I’ve been doing a lazy/dirty carnivore to include dairy. I’m going to cut the dairy and hope to god some progress comes from it. I have been in tears many times because I feel betrayed by my body.


Quizzical? Hmmm..

Not at all. If I were you I would use a packaged meal diet service. You have to be miscalculatibg. It is literally biologically chemically not possible to eat very little and not lose weight. You may be monitoring what you eat but not limiting calories. You can eat two frosted cupcakes a day only and lose weight. It's about science not drama.


While broadly true, not always true. I was eating as I always had and seemed to be gaining weight. Didn't weigh myself, but found I was having to getting size larger and then a size larger than that. Thought the weight gain was just coming from older age and reconciled myself to that. When I finally had symptoms that even I couldn't ignore, it turned out that a had a medical condition that was causing body swelling. Turns out that water weight can be a real thing.
Anonymous
^^Meant to add if I hadn't been so chill about the weight gain and had been trying all the things previous posters say they have tried, I would have wanted to rant and vent as well.

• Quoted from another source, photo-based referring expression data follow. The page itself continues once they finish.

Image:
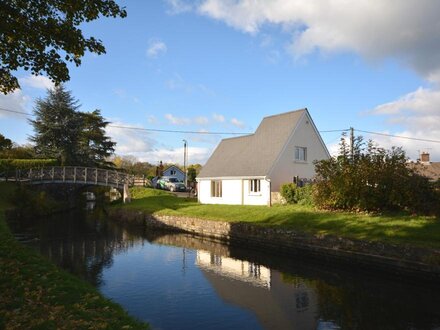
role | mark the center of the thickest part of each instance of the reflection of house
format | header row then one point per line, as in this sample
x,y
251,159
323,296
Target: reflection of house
x,y
278,305
237,269
248,169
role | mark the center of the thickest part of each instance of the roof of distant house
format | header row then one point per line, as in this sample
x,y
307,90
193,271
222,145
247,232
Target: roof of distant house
x,y
431,169
176,167
254,154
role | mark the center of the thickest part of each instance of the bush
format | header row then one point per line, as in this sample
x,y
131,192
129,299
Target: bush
x,y
288,192
294,194
372,179
305,194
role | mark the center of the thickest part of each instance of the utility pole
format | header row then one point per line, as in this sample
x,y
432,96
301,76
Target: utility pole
x,y
185,146
352,143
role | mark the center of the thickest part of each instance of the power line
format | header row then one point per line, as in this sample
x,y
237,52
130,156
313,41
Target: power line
x,y
14,111
142,128
233,133
398,136
174,131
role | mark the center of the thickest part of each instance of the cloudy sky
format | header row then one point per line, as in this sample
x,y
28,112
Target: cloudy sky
x,y
222,65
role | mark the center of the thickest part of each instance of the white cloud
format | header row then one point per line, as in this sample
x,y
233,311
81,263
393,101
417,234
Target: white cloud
x,y
414,115
201,120
178,6
152,119
422,101
156,48
237,123
15,101
218,118
120,92
175,155
130,141
178,83
177,120
39,82
376,29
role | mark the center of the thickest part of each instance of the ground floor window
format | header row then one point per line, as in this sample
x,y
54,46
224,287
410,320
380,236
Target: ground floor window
x,y
254,186
216,188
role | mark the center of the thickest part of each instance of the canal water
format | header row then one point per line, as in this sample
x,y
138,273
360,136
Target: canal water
x,y
176,281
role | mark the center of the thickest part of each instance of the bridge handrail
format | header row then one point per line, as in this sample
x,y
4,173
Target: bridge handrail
x,y
75,174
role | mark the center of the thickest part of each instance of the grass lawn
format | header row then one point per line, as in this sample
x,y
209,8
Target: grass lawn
x,y
415,230
35,294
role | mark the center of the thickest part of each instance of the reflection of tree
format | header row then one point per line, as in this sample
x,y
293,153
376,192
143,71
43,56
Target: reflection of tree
x,y
368,303
83,245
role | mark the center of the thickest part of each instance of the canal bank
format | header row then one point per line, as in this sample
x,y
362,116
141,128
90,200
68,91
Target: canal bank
x,y
37,294
392,259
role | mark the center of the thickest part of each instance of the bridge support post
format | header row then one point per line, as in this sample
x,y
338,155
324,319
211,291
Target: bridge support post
x,y
126,198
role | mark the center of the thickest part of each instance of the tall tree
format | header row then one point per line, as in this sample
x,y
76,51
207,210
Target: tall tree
x,y
57,126
72,137
94,146
5,143
44,36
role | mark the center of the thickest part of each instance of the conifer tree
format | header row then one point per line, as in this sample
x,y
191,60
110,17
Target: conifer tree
x,y
64,133
57,126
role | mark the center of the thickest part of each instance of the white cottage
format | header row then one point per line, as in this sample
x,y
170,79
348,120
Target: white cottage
x,y
249,170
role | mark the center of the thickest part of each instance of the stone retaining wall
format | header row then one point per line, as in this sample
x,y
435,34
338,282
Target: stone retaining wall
x,y
398,259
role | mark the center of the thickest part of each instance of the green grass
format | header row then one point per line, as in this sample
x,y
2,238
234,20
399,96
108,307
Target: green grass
x,y
35,294
401,229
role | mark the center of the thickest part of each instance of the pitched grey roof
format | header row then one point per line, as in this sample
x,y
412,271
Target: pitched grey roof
x,y
431,170
252,155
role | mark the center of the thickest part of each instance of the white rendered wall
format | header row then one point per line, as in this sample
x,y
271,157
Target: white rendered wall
x,y
259,198
286,167
234,191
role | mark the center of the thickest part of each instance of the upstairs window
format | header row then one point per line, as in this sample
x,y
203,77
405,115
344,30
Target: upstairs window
x,y
216,188
301,154
254,186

And none of those things would have done anything for my weight gain as they would have had zero effect on the medical condition causing it.
Anonymous
I was where you are. Had lost weight twice on WW, once on dr supervised keto, and gained it back plus more each time. Current doctor convinced me to try a GLP1, and I'm glad they did; my bmi went from 34 to 24. Size 18 down to a size 10 (and still losing). It has not been a walk in the park -- the med I'm on is not magic and has side effects. But it worked.